IEEE Trans Cybern. 2016 Feb;46(2):487-98. doi: 10.1109/TCYB.2015.2404432. Epub 2015 Feb 27.
Saliency detection models aiming to quantitatively predict human eye-attended locations in the visual field have been receiving increasing research interest in recent years. Unlike traditional methods that rely on hand-designed features and contrast inference mechanisms, this paper proposes a novel framework to learn saliency detection models from raw image data using deep networks. The proposed framework mainly consists of two learning stages. At the first learning stage, we develop a stacked denoising autoencoder (SDAE) model to learn robust, representative features from raw image data under an unsupervised manner. The second learning stage aims to jointly learn optimal mechanisms to capture the intrinsic mutual patterns as the feature contrast and to integrate them for final saliency prediction.

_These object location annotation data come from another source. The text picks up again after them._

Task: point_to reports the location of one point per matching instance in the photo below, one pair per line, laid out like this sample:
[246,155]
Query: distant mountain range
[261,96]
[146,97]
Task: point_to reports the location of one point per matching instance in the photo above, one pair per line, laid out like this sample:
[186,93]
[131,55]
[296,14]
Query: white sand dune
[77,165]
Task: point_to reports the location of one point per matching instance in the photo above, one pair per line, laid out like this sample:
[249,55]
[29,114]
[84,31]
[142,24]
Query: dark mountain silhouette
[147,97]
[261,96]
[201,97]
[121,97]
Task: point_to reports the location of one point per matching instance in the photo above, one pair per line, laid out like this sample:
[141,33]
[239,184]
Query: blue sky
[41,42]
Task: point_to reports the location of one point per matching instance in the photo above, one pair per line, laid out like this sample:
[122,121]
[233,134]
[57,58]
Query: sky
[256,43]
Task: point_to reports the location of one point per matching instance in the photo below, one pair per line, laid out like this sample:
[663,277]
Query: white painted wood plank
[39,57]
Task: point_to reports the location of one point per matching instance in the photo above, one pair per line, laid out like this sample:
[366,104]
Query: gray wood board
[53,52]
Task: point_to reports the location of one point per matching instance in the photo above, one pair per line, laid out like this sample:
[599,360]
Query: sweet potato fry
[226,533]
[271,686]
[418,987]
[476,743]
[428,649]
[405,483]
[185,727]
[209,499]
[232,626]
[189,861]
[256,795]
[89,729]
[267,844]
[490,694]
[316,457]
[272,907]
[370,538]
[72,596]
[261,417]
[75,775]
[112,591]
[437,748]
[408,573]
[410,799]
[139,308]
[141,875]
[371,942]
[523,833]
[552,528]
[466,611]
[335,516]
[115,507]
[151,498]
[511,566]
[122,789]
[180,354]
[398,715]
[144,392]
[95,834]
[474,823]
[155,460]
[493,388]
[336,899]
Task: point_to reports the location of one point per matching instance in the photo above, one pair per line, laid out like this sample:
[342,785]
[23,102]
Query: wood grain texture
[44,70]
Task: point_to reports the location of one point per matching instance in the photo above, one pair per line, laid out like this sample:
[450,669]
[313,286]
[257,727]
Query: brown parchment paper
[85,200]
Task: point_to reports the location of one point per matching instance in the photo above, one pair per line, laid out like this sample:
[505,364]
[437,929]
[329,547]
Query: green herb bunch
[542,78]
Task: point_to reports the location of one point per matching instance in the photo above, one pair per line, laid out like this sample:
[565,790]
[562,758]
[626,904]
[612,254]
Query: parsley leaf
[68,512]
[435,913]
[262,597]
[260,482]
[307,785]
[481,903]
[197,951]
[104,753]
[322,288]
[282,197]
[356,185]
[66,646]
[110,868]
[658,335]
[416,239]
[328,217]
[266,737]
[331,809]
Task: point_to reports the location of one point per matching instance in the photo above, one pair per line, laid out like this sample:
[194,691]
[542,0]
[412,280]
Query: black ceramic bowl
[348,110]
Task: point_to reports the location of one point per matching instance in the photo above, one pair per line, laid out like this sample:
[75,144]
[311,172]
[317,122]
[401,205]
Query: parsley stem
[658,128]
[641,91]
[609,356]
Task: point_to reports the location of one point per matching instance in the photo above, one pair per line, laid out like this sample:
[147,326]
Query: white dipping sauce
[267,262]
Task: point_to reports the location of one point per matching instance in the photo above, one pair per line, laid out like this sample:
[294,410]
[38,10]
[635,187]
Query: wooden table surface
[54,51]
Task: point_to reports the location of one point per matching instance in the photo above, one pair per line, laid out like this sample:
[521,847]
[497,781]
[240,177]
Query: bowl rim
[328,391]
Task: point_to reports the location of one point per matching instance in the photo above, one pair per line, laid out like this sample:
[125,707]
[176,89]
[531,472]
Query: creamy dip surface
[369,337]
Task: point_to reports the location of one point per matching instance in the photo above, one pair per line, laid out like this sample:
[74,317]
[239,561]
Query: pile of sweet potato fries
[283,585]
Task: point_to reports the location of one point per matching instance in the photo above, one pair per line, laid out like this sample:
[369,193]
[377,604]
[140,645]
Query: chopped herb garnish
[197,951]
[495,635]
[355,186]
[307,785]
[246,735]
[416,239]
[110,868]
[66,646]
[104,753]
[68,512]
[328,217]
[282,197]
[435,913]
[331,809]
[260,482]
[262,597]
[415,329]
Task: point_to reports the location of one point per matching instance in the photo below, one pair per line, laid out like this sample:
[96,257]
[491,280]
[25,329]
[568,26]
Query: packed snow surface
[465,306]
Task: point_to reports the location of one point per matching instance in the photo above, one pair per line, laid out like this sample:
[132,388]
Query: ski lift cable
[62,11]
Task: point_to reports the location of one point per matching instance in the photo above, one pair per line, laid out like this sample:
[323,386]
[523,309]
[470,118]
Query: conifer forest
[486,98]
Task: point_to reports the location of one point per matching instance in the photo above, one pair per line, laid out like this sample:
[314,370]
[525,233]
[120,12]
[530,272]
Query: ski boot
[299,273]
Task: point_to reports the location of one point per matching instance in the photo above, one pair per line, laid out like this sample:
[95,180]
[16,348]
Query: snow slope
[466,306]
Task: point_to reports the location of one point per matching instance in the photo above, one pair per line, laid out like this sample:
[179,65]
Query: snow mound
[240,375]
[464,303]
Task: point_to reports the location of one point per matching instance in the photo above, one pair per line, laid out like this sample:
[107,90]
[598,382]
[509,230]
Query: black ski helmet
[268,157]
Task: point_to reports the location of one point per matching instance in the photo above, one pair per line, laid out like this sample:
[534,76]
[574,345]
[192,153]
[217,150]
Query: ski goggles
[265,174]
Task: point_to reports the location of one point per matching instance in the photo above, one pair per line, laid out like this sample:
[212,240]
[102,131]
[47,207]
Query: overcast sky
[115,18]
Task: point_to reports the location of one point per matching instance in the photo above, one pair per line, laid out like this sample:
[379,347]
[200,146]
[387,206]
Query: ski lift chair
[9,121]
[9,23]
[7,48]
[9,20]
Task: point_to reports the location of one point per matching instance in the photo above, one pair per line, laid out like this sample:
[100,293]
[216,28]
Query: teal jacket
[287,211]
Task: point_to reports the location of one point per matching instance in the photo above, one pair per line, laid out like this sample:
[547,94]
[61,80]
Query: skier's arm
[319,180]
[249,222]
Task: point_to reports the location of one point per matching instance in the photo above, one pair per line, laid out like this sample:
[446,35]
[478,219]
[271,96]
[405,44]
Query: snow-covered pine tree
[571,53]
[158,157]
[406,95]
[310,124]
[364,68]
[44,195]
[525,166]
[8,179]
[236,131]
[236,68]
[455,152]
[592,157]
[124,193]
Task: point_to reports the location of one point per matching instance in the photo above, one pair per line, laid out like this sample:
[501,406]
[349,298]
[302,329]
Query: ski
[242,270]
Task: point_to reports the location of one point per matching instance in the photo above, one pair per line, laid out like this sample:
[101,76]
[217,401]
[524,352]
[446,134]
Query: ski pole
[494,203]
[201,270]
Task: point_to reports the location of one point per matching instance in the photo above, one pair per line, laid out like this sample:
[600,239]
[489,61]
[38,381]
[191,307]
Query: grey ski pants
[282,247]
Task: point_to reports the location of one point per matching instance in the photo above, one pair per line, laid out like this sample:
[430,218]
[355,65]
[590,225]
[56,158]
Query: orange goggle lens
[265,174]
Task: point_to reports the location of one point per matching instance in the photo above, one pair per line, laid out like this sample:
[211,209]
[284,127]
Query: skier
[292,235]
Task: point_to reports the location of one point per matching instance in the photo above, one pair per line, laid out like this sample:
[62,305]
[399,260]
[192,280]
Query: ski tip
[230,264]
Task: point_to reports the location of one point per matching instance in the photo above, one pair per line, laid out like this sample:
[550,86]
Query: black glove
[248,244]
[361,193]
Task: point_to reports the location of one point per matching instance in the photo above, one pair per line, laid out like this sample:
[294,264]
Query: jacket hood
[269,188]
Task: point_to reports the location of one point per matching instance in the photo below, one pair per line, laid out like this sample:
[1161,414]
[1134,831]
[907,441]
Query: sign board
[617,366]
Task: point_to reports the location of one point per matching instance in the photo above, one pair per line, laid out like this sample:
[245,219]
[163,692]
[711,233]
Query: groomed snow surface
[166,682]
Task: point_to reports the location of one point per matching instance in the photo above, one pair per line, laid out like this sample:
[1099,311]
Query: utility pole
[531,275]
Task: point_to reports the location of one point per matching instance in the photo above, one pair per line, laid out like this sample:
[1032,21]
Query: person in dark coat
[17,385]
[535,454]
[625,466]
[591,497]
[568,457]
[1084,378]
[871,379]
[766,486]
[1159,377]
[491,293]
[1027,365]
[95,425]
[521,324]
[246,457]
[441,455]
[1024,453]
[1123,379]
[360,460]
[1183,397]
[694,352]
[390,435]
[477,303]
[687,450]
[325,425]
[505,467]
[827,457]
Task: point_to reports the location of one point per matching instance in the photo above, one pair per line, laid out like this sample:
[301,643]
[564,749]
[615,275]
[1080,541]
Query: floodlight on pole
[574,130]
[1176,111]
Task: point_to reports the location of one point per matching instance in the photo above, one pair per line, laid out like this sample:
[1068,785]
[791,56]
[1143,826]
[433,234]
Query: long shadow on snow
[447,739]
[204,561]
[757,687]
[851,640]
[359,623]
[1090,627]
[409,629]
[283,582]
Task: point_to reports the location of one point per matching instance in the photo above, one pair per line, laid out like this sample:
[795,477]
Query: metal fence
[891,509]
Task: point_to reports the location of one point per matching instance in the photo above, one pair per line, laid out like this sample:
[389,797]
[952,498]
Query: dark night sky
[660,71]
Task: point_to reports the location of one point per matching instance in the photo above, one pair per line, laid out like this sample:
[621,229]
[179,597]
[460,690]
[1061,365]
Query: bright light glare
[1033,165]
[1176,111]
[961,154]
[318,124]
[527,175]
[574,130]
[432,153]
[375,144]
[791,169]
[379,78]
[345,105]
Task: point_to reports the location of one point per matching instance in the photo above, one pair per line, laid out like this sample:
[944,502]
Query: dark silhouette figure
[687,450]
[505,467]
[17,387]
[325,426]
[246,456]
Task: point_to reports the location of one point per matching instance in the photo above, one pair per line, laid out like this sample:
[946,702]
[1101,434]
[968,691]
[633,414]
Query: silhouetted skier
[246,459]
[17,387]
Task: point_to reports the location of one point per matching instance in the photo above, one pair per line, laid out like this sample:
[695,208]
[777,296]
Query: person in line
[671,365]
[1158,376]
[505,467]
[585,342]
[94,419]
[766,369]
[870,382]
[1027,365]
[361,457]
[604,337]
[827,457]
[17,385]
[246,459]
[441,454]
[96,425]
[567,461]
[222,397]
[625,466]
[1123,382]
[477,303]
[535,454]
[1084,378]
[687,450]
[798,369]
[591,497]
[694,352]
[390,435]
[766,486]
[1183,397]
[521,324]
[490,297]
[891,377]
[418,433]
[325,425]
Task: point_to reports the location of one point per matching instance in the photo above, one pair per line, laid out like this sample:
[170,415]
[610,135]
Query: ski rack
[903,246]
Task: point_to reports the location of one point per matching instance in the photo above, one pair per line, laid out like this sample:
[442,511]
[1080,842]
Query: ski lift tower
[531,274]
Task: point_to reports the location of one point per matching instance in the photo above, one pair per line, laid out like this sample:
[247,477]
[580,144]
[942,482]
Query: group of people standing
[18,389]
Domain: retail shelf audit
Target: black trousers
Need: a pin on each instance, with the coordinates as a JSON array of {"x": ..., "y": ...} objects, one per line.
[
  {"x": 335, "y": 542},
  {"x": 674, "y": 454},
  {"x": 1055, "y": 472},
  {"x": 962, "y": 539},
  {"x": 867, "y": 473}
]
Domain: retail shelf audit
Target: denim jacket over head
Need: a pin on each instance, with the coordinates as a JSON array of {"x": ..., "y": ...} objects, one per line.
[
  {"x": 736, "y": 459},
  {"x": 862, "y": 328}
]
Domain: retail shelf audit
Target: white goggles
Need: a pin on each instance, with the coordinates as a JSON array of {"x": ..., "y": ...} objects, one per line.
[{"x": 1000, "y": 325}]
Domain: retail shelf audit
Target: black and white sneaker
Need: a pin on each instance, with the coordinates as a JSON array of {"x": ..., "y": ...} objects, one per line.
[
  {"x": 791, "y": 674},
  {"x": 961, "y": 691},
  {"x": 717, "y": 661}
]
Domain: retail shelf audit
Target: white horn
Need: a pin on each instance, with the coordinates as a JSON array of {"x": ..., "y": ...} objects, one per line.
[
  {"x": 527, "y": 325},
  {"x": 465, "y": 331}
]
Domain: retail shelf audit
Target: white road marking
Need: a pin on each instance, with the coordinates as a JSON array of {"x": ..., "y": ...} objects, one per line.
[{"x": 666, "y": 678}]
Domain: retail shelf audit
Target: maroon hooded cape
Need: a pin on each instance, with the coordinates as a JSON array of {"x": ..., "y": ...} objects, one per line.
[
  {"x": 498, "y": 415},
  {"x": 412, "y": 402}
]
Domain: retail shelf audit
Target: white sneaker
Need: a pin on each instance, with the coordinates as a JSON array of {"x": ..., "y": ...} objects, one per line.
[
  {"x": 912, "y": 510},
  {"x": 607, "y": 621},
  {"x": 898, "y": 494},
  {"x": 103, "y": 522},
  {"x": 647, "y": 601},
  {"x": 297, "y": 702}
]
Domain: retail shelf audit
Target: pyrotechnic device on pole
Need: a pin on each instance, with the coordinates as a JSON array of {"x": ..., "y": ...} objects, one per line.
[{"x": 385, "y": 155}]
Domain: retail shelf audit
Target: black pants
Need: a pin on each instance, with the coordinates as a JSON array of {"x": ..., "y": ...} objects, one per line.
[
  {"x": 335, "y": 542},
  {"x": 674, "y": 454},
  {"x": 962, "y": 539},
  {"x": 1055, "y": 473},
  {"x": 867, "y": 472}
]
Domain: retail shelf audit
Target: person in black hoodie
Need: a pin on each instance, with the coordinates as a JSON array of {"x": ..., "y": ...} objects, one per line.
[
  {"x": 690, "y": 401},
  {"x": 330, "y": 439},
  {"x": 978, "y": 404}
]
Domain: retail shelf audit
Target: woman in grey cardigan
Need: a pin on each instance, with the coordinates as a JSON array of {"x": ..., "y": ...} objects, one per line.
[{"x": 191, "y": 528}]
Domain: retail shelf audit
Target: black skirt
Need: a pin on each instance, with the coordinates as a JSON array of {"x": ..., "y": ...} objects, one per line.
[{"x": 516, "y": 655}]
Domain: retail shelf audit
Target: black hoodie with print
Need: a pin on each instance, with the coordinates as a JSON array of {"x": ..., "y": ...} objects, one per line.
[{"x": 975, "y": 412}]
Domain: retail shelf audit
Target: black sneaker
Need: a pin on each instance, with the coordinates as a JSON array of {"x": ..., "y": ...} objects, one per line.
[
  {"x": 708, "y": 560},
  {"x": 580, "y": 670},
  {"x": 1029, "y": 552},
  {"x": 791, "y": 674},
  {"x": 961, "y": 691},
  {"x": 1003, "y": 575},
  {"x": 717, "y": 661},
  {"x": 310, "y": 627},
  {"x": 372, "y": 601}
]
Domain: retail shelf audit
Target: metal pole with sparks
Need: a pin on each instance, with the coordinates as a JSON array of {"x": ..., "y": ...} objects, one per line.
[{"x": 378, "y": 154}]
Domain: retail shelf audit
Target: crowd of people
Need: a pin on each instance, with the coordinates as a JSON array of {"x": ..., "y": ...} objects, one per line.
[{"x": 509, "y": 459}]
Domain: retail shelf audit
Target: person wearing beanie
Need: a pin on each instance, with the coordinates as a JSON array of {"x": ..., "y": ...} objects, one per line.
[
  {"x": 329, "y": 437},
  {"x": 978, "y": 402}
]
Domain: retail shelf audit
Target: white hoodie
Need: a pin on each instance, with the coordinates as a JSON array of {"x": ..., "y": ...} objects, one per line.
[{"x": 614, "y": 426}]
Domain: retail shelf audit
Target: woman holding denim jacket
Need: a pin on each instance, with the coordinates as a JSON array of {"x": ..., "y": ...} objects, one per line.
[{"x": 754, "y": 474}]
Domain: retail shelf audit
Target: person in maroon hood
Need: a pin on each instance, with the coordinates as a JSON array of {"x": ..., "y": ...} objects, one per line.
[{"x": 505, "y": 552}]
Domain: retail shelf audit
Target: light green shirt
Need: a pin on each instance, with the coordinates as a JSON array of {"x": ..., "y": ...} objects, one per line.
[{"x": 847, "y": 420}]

Given the input of pairs of a center patch and its surrounding patches represented by the features learned at the first stage, a SDAE network is trained under the supervision of eye fixation labels, which achieves both contrast inference and contrast integration simultaneously. Experiments on three publically available eye tracking benchmarks and the comparisons with 16 state-of-the-art approaches demonstrate the effectiveness of the proposed framework.
近年来,旨在定量预测人眼在视野中注视位置的显著度检测模型受到了越来越多的研究关注。与传统方法不同,传统方法依赖于手工设计的特征和对比度推理机制,本文提出了一种使用深度网络从原始图像数据中学习显著度检测模型的新框架。该框架主要由两个学习阶段组成。在第一学习阶段,我们开发了一个堆叠去噪自动编码器(SDAE)模型,以在无监督的情况下从原始图像数据中学习稳健、有代表性的特征。第二学习阶段旨在联合学习最优机制,以捕获特征对比度的内在相互模式,并将它们集成起来进行最终的显著度预测。给定由第一阶段学习的特征表示的中心补丁及其周围补丁对的输入,在眼动标记的监督下训练 SDAE 网络,同时实现对比度推理和对比度集成。在三个公开的眼动跟踪基准上的实验和与 16 种最先进方法的比较表明了该框架的有效性。